La cuestión de la Asamblea

Y así llegamos a mi líder favorito, hoy inexistente desde el punto de vista del Movimiento Estudiantil (el ME entendido como criatura política autónoma, si es que lo sigue siendo): Ricardo Sánchez, el Prescindible. ¡Tan sólo pensar que este error mental pudiera ser incluso suplente de diputado me destruye cualquier esperanza para el futuro! Es alguien a quien, pidiendo dinero en la calle para la campaña de la Oposición y toda su parafernalia de la unidad, no debía habérsele dado nada. Alguien que todavía es carne (¡y vaya carne!) de especulativas conversaciones en la universidad sobre cómo hizo para graduarse, de qué se graduó al final, y si era realmente un estudiante o no. A él se debe la virtual desaparición del Movimiento Estudiantil: fue el último gran bocado (¡y vaya, qué gran bocado!) de los partidos políticos arruinados, y ya sus sucesores (como Roderick Navarro) caen como un mero digestif en sus voraces estómagos. Dejarlo como compañero de fórmula de cualquier candidato no es más que un insulto a los estudiantes que estudiamos, y si tuviera la mala suerte de tenerlo en mi circunscripción preferiría abstenerme antes que vender mi integridad, mi ética, mi solidaridad con mis compañeros y mi orgullo a alguien que es infinitamente inferior al estudiante promedio en aras de la unidad democrática.

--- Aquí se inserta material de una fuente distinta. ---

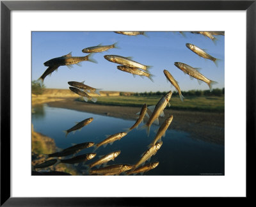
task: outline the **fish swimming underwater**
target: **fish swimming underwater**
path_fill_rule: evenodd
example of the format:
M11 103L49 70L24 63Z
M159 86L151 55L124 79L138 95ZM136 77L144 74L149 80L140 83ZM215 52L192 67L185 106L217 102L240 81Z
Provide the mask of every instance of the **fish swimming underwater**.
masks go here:
M177 66L179 69L181 70L184 72L185 74L188 74L191 77L194 77L198 80L198 83L200 84L200 80L205 82L210 89L210 91L212 90L212 84L217 84L218 82L216 81L211 80L208 79L207 77L201 74L198 70L200 68L193 68L191 66L186 65L185 63L175 62L174 63L174 65Z
M102 164L107 164L110 160L114 161L115 158L120 155L121 151L116 151L111 152L106 155L101 157L98 160L96 160L88 165L89 167L92 168L96 165L100 165Z
M204 50L199 48L198 47L196 47L196 45L190 43L186 43L186 46L191 51L194 52L195 54L198 55L199 56L211 60L214 63L216 66L218 67L218 61L220 61L220 59L210 56L209 54L206 53Z
M69 89L71 91L79 95L79 96L82 96L84 101L88 102L88 100L93 102L96 102L97 99L96 98L92 97L89 96L84 91L81 91L79 89L74 87L69 87Z
M82 128L83 126L86 126L87 125L90 124L93 120L93 118L90 118L86 119L84 120L83 120L79 123L77 123L77 124L75 126L71 127L70 129L68 129L66 131L64 131L64 132L66 134L66 137L67 137L67 135L68 134L68 133L70 133L71 132L76 131L80 128Z
M84 81L83 81L83 82L69 81L69 82L68 82L68 84L71 86L83 89L84 91L86 91L88 93L97 93L97 94L100 95L100 91L101 91L102 89L94 88L91 86L87 86L87 85L84 84Z
M128 132L134 129L135 127L137 127L139 126L139 125L141 123L141 121L143 121L145 116L147 116L148 118L149 118L148 113L147 112L147 103L144 103L143 105L142 106L141 110L139 112L139 117L137 119L137 121L135 122L135 123L128 129Z
M176 88L176 89L179 93L181 101L183 102L183 98L184 98L184 96L183 96L182 94L181 93L181 91L180 89L180 86L179 86L178 82L177 82L176 80L174 79L173 77L168 70L164 70L164 73L167 80L169 80L171 82L171 84Z
M112 48L118 48L118 47L117 46L117 42L111 45L104 46L102 45L101 44L99 44L97 46L86 47L83 49L82 52L84 53L101 52L108 50Z
M42 82L43 82L46 76L47 76L48 75L51 75L51 74L55 70L57 71L59 66L60 66L58 65L49 66L47 69L46 69L43 75L42 75L41 77L38 79L38 80L40 80Z
M149 145L150 147L156 144L159 139L162 137L162 136L165 136L165 132L171 124L173 116L172 115L170 116L167 119L164 120L161 126L159 128L156 134L155 138L152 143Z
M150 170L152 170L157 167L159 164L159 162L148 163L144 165L142 167L138 167L133 171L130 171L127 172L126 174L137 174L137 173L140 173L141 174L143 174L144 172L149 171Z
M131 68L140 68L146 70L148 68L151 68L151 66L144 65L138 62L134 61L131 59L131 57L122 57L116 55L106 55L104 56L104 58L110 62L113 62L117 64L121 64Z
M155 155L158 150L160 149L161 146L163 144L163 142L157 142L155 145L151 146L148 150L147 150L143 154L141 155L141 158L140 160L133 166L132 170L137 168L140 165L143 165L147 160L150 160L151 157Z
M118 132L116 133L115 134L111 135L106 135L107 138L101 141L100 142L99 142L94 146L94 151L99 148L101 146L104 146L106 147L108 144L110 144L111 145L113 142L114 142L115 141L121 139L121 138L124 137L125 135L127 134L127 132Z
M65 157L70 155L74 155L79 153L83 149L90 148L93 146L93 142L83 142L77 144L74 144L74 146L64 149L61 151L58 151L54 153L45 155L46 156L46 158L49 157Z

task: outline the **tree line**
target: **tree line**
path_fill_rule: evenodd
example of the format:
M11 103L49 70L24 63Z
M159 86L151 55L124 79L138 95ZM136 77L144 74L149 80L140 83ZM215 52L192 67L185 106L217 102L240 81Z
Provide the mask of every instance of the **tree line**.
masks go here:
M168 91L156 91L156 92L143 92L143 93L129 93L129 96L163 96L165 95ZM210 90L189 90L188 91L181 91L182 95L184 96L223 96L225 95L225 88L223 89L214 89L211 92ZM127 96L127 95L125 92L120 92L121 96ZM179 96L179 93L173 91L172 96Z

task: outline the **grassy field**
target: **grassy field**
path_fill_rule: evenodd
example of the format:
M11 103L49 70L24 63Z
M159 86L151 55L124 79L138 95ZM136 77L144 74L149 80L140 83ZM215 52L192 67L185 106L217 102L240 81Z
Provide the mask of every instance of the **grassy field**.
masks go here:
M144 103L147 103L148 105L156 105L162 97L163 96L97 97L98 100L95 104L141 107ZM224 112L224 96L188 96L182 102L179 97L172 97L171 108L180 110ZM80 98L79 100L81 100Z

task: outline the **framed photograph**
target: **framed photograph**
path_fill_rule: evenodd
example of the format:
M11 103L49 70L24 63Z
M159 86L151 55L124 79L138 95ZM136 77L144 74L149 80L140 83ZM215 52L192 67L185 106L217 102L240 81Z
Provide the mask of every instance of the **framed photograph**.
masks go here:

Que sería lo mismo que haría si hubiera tenido que votar por uno de los presos políticos, sobre todo por los comisarios. No es que no me parezca injusta su situación: todo lo contrario; es simplemente que todavía considero que el Poder Legislativo es algo sagrado que no debería ser tocado por un simple policía, especialmente cuando su candidatura está motivada, no por sus cualificaciones, sino por una desesperada estrategia jurídica para sacarlo de la cárcel. Para mí, en cualquiera y todo caso: mérito supera a la lástima.

En cuanto a la reciente situación de Enrique Mendoza vs. Mesa de la Unidad Democrática vs. Carlos Vecchio y la solución borgiana no diré nada. La mera enunciación del caso habla por sí sola de la pobrísima mentalidad política del venezolano. Tan sólo me limitaré a lapidar otra máxima para la cuestión de la Asamblea: experiencia supera carisma.

Mérito y experiencia: nada más hace falta. Yo no quiero que mi diputado sea popular, yo no quiero que mi diputado se lleve bien con sus electores, yo no quiero que mi diputado sea bonito: yo quiero que mi diputado sea bueno y capaz. Hasta ahora, ninguno de los candidatos cumple con estos criterios y ya es demasiado tarde para que salga uno nuevo cosechado a tiempo antes de las elecciones. Pero, ¿para qué engañarse, si al fin y al cabo la Oposición no va a conseguir la mayoría en la Asamblea? La maquinaria estatal ha cogido momentum y ya es sólo cuestión de tiempo para que se empiece a hablar en la academia totalitaria socialista, no del bien y del mal, sino de los buenos y de los mejores, como con Stalin.

Rodny Valbuena Toba,

28 de mayo de 2010


[1] Nótese que todas las teorías políticas que llegaron en el siglo XX fueron sólo las que contenían la palabra «social» en alguna parte del nombre… y es que es una palabra muy bonita, realmente.

[2] Ojo: no es lo mismo «siglo XXI en Venezuela» que «siglo XXI en el resto del mundo».

[3] La lógica sugiere que algo más moderno que las revoluciones ha debido sustituir a los partidos políticos a inicios de siglo. Sin duda no se trata de las instituciones financieras… ¿tal vez serían los medios de comunicación? El conflicto ideológico-político no es ya entre partidos: la guerra es Globovisión vs. Medios del Estado.